Details About Mick Jagger’s Secret Relationship With Marsha Hunt
In 1969, Mick Jagger was one of the biggest celebrities on the planet. The Rolling Stones had just released their iconic album “Beggars Banquet” the year prior, which featured the wildly popular singles “Street Fighting Man” and “Sympathy for the Devil.” That summer, Jagger was also in Australia filming the movie “Ned Kelly” with his girlfriend Marianne Faithful, but ironically he was pursuing a secret relationship behind Faithful’s back with another huge celebrity at the time.
American actress, model, and singer Marsha Hunt was also at the center of the world’s attention after her role in the highly successful stage production “Hair” and becoming the face of the “Black is Beautiful” movement. According to The Independent, The Stones had asked her to take part in a photoshoot for their single “Honky Tonk Women,” released in July of that year, but Hunt declined, claiming that sexualizing herself for the song was not the message she wanted to send. Feeling that she was a role model for Black women at the time, she said, “I didn’t want to look like I’d just been had by all the Rolling Stones.” But although she’d turned them down for a professional relationship, Jagger wanted something more. He wrote Hunt several letters from Australia that revealed his secret feelings for her.
Mick Jagger and Marsha Hunt's secret relationship was short but intense
As artdaily reports, Sotheby’s put those letters up for auction in 2012. They contain a wealth of insight into Jagger’s intellect and artistic drive at a tumultuous time, not only for the band, but for the world at large. Dr. Gabriel Heaton, book specialist at Sotheby’s, said the letters “afforded an insight into how one of the central actors in the momentous cultural events of the time saw the world as it changed around him.” They also contain priceless rock and roll memorabilia, as Jagger included the lyrics to “Monkey Man,” as well as a track list with personal notes written by the singer.
According to Rocks Off Magazine, Jagger got no satisfaction from mere correspondence. Hunt wrote in her 1986 memoir “Real Life” that the singer eventually showed up at her front door in London in the middle of the night. “Framed by the doorway as he stood grinning with a dark coat …,” she wrote, “He drew one hand out of his pocket and pointed it at me like a pistol … Bang.”
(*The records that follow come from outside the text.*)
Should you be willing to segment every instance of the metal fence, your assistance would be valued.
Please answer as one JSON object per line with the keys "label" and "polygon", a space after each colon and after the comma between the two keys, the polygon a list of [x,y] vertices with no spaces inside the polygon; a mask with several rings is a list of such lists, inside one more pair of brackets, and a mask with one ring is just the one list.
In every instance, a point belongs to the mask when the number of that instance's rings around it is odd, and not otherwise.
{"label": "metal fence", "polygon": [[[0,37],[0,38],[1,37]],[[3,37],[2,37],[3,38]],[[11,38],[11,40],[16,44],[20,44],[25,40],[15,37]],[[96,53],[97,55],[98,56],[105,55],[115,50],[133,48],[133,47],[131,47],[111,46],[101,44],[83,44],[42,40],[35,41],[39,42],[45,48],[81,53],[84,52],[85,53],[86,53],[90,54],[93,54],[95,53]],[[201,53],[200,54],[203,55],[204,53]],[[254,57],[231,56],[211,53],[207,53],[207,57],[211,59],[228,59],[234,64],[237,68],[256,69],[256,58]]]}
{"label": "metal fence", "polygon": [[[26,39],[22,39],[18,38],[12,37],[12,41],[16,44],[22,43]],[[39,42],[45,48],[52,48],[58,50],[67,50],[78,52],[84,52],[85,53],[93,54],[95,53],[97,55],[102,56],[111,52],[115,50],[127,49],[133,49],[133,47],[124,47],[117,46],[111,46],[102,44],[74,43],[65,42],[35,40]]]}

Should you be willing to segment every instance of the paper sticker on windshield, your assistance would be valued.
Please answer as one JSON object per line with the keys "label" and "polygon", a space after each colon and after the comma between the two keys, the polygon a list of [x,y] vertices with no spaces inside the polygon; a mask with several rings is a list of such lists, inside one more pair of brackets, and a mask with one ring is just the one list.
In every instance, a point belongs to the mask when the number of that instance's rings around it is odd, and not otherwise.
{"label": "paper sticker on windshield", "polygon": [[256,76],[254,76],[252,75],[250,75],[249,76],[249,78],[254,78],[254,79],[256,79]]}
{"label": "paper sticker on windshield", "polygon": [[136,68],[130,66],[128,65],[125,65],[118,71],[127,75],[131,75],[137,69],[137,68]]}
Their relationship lasted only nine months, but the two ended up having a child together, a daughter named Karis. However, although he liked Hunt enough to use her as inspiration for hit songs like “Brown Sugar,” he wasn’t in it enough to accept that Karis was his child. He neither wanted to pay child support nor admit that he was the father, but finally did so after nearly a decade in the courts.